Fitting a log-log data using scipy.optmize.curve_fit

Question

I have two variables x and y which I am trying to fit using curve_fit from scipy.optimize.

The equation that fits the data is a simple power law of the form y=a(x^b). The fit seems to be well for the data when I set the x and y axis to log scale, i.e ax.set_xscale('log') and ax.set_yscale('log').

Here is the code:

def fitfunc(x,p1,p2):
    y = p1*(x**p2)
    return y

popt_1,pcov_1 = curve_fit(fitfunc,x,y,p0=(1.0,1.0))
p1_1 = popt_1[0]
p1_2 = popt_1[1]
residuals1 = (ngal_mstar_1) - fitfunc(x,p1_1,p1_2)
xi_sq_1 = sum(residuals1**2) #The chi-square value

curve_y_1 = fitfunc(x,p1_1,p1_2) #This is the fit line seen in the graph

fig = plt.figure(figsize=(14,12))
ax1 = fig.add_subplot(111)
ax1.scatter(x,y,c='r')
ax1.plot(y,curve_y_1,'y.',linewidth=1)
ax1.legend(loc='best',shadow=True,scatterpoints=1)
ax1.set_xscale('log') #Scale is set to log
ax1.set_yscale('log') #SCale is set to log
plt.show()

When I use true log-log values for x and y, the power law fit becomes y=10^(a+b*log(x)),i.e raising the power of the right side to 10 as it is logbase 10. Now both by x and y values are log(x) and log(y).

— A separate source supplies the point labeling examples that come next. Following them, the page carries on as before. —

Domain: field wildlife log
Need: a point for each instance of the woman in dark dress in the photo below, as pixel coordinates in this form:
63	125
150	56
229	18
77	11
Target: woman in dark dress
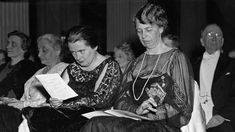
159	84
95	78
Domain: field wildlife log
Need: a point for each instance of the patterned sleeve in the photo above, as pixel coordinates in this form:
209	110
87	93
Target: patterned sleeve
105	94
178	110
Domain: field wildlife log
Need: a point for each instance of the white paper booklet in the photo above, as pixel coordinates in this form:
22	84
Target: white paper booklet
56	86
117	113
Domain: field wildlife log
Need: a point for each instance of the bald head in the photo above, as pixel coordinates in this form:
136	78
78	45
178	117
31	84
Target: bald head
212	38
212	28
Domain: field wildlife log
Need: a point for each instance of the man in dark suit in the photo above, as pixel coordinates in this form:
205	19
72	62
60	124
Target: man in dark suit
214	72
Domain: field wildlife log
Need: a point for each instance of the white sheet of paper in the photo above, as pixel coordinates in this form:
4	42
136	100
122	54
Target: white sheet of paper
117	113
56	86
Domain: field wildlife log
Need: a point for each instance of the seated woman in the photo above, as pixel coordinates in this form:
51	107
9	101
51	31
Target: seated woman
93	77
158	86
50	52
123	54
19	69
3	58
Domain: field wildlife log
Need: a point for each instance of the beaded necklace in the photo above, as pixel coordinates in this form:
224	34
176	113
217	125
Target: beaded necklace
133	85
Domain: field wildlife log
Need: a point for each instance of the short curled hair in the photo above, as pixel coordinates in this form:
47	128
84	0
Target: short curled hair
26	41
126	48
86	33
151	13
54	40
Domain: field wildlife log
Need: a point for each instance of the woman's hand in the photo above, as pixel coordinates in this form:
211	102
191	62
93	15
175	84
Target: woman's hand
146	107
54	102
18	105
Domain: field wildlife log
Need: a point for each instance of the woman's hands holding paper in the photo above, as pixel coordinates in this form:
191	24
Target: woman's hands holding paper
55	103
146	107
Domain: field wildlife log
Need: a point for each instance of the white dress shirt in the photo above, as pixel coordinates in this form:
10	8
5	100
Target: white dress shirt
207	70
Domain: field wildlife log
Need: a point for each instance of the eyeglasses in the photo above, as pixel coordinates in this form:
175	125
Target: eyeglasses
212	35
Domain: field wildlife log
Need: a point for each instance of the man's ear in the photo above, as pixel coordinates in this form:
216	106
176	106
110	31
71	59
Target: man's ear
202	42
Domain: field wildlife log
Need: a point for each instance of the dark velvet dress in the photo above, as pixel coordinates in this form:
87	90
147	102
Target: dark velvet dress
17	77
168	80
67	117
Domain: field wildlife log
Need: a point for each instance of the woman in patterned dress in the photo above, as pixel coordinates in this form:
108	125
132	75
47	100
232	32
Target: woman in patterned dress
94	77
159	84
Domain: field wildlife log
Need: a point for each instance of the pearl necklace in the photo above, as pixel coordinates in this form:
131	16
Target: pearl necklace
133	85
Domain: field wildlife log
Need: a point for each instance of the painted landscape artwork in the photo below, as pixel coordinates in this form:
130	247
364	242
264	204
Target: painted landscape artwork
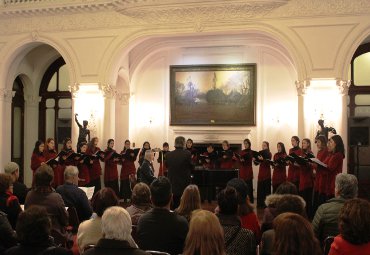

The fit for the above does not seem to be good. Here is the code I have used.

def fitfunc(x,p1,p2):
    y = 10**(p1+(p2*x))
    return y

popt_1,pcov_1 = curve_fit(fitfunc,np.log10(x),np.log10(y),p0=(1.0,1.0))

p1_1 = popt_1[0]
p1_2 = popt_1[1]
residuals1 = (y) - fitfunc((x),p1_1,p1_2)
xi_sq_1 = sum(residuals1**2)

curve_y_1 = fitfunc(np.log10(x),p1_1,p1_2) #The fit line uses log(x) here itself

fig = plt.figure(figsize=(14,12))
ax1 = fig.add_subplot(111)
ax1.scatter(np.log10(x),np.log10(y),c='r')
ax1.plot(np.log10(y),curve_y_1,'y.',linewidth=1)
plt.show()

THE ONLY DIFFERENCE BETWEEN THE TWO PLOTS IS THE FITTING EQUATIONS, AND FOR THE SECOND PLOT THE VALUES HAVE BEEN LOGGED INDEPENDENTLY. Am I doing something wrong here, because I want a log(x) vs log(y) plot and the corresponding fit parameters (slope and intercept)

Answer 1

Your transformation of the power-law model to log-log is wrong, i.e. your second fit actually fits a different model. Take your original model y=a*(x^b) and apply the logarithm on both sides, you will get log(y) = log(a) + b*log(x). Thus, your model in log-scale should simply read y' = a' + b*x', where the primes indicate variables in log-scale. The model is now a linear function, a well known result that all power-laws become linear functions in log-log.

That said, you can still expect some small differences in the two versions of your fit, since curve_fit will optimise the least-squares problem. Therefore, in log scale, the fit will minimise the relative error between the fit and the data, while in linear scale, the fit will minimise the absolute error. Thus, in order to decide which way is actually the better domain for your fit, you will have to estimate the error in your data. The data you show certainly does not have a constant uncertainty in log-scale, so on linear scale your fit might be more faithful. If details about the error in each data-point are known, then you could consider using the sigma parameter. If that one is used properly, there should not be much difference in the two approaches. In that case, I would prefer the log-scale fitting, as the model is simpler and therefore likely to be more numerically stable.